Canada asked for help as millions face starvation due to Russian invasion of Ukraine


The United Nations World Food Program has warned that millions of people in developing countries and conflict zones are on the brink of starvation following the Russian invasion of Ukraine, one of the biggest exporters of wheat in the world.

He calls on Canada and other major wheat exporters to open their silos to urgently fill the shortage, which he says could lead to millions of people going hungry in countries like Ethiopia, Yemen and Sudan. .

The United Nations program and many countries in the developing world, including Lebanon and Bangladesh, depend on Ukraine, known as the breadbasket of Europe, for its wheat supply.

But soaring grain costs and disrupted supplies from Ukraine and Russia have raised alarms about a global food crisis.

Canadian Agriculture Minister Marie-Claude Bibeau will take part in an emergency meeting of her G7 counterparts on Friday to discuss the impact of the Russian invasion on global food security.

Bibeau said Canada is aware of the gravity of the situation, is monitoring it closely and wants to help.

“The global wheat supply chain has been significantly affected by this conflict,” Bibeau said in a statement.

“While Canada, as the world’s leading agri-food exporter of many key commodities, works with its allies on how it can contribute to the effort, Canadian wheat production has been significantly reduced due to the drought in the UK. year and there is not a significant amount of uncommitted wheat available on the market until the next harvest.”

Arif Husain, chief economist of the World Food Programme, said the aid organization itself procured 789,000 tonnes of wheat from Ukraine last year.

He added that another 158,000 tons came from Russia. The organization also buys wheat from Canada, one of its main donors.

Canada urged to help as millions face #famine due to #Russia’s invasion of #Ukraine. #UkraineRussia #UkraineInvasion #ukraineconflict

He called on Canada and other grain exporters to step in to fill the void either by donating from their stocks or selling their supplies at discounted prices to aid agencies.

“It’s as bad as it gets,” Husain said.

“There is a need for major producers like Canada, like Australia, to open their hearts and provide wheat to aid agencies. Five million people in Yemen alone are literally one step away from starvation.”

The price of wheat has risen sharply since the start of the war, making it more expensive for developing countries, aid agencies and other importers.

Shipping companies that usually transport grain and vegetable oil from Ukraine and Russia cannot safely approach the ports.

Husain said they have also seen their insurance costs go up, as well as the skyrocketing cost of fuel.

He said the higher price of wheat will also make it more expensive to buy it and distribute it to the world’s poor and displaced people, which now includes Ukrainians.
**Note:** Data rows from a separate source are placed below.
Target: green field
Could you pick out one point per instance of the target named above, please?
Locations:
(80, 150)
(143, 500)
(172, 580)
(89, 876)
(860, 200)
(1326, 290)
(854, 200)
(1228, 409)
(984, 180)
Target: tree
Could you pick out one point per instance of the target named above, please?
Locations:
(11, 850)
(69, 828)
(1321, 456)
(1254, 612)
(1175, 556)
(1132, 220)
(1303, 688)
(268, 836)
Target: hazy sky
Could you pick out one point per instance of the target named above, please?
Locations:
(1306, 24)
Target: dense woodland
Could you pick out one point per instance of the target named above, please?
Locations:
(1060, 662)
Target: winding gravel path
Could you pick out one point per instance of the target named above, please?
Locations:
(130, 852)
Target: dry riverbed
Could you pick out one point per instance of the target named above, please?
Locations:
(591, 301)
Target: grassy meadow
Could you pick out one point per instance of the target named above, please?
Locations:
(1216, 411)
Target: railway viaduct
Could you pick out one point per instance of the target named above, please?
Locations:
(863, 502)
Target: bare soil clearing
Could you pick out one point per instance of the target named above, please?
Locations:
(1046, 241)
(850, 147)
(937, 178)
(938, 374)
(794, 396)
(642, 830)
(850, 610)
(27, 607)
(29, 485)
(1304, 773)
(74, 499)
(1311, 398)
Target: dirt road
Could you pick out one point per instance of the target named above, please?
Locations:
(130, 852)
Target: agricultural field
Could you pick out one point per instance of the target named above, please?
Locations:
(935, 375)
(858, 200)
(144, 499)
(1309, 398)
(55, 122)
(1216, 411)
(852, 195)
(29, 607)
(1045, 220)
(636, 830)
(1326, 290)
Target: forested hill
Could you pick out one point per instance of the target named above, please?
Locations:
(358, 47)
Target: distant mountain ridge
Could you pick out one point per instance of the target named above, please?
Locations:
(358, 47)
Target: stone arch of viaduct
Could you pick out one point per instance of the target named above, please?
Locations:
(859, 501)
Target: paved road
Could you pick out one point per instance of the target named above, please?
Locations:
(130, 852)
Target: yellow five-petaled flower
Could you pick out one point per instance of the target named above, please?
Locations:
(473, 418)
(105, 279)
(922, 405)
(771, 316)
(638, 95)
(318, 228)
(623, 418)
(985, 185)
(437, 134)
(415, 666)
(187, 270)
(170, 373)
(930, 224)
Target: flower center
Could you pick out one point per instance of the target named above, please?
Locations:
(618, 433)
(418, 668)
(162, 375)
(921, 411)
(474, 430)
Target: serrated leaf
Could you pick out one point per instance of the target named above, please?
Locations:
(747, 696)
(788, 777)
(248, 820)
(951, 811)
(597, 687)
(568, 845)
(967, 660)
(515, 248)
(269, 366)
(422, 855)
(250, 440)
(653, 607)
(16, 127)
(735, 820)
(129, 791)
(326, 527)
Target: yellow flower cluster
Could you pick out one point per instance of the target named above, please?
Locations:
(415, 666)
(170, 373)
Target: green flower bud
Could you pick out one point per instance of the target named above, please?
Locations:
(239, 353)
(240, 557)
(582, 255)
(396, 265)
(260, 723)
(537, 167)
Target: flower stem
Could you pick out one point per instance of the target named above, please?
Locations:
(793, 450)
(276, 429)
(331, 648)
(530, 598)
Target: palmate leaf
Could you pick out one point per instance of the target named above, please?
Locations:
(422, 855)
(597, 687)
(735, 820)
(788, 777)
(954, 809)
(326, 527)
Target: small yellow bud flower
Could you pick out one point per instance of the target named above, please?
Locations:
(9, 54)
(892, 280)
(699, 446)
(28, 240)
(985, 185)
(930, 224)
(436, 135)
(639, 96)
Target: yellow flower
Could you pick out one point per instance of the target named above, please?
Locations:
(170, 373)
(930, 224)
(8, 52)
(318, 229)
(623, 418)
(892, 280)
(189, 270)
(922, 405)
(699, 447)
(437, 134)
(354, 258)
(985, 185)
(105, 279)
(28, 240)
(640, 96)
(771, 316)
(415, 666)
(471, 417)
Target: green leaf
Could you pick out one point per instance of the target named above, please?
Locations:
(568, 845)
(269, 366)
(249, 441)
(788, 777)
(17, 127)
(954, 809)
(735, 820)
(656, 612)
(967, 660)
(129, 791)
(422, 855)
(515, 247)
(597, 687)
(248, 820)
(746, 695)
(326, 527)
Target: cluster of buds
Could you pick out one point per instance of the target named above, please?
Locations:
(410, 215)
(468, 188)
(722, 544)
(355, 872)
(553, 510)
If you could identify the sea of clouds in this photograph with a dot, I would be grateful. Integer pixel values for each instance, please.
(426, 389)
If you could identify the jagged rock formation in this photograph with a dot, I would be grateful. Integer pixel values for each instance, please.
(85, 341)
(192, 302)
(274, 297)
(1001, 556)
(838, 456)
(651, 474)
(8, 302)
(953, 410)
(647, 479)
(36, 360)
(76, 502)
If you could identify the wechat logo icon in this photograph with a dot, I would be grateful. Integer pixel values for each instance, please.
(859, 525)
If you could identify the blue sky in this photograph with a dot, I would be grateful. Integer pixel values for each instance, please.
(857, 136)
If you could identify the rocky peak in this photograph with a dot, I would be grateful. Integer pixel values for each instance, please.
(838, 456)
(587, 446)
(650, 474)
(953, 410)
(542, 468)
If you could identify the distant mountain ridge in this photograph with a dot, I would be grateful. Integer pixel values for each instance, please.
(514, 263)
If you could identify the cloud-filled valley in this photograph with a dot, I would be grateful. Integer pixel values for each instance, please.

Prime Minister Justin Trudeau said during his visit to London on Monday that Russia’s invasion of Ukraine was having a “ripple effect” around the world, including on the United Nations World Food Programme.

Sandra McCardell, assistant deputy minister at Global Affairs Canada, told the Senate Foreign Affairs Committee last week that the federal government was “looking into contingencies” for the expected food shortage.

“It won’t just be about Ukraine and Russia and we absolutely have to be ready,” she said on March 3.

Dave Quist, executive director of the Western Canadian Wheat Growers Association, said Ukrainian farmers will have a hard time sowing their seeds and it is doubtful that those who successfully sow their fields will be able to harvest in August or September.

He also said that many Canadian farmers had already brought in seeds to plant other crops this spring, so it was difficult for them to sow short-term wheat instead.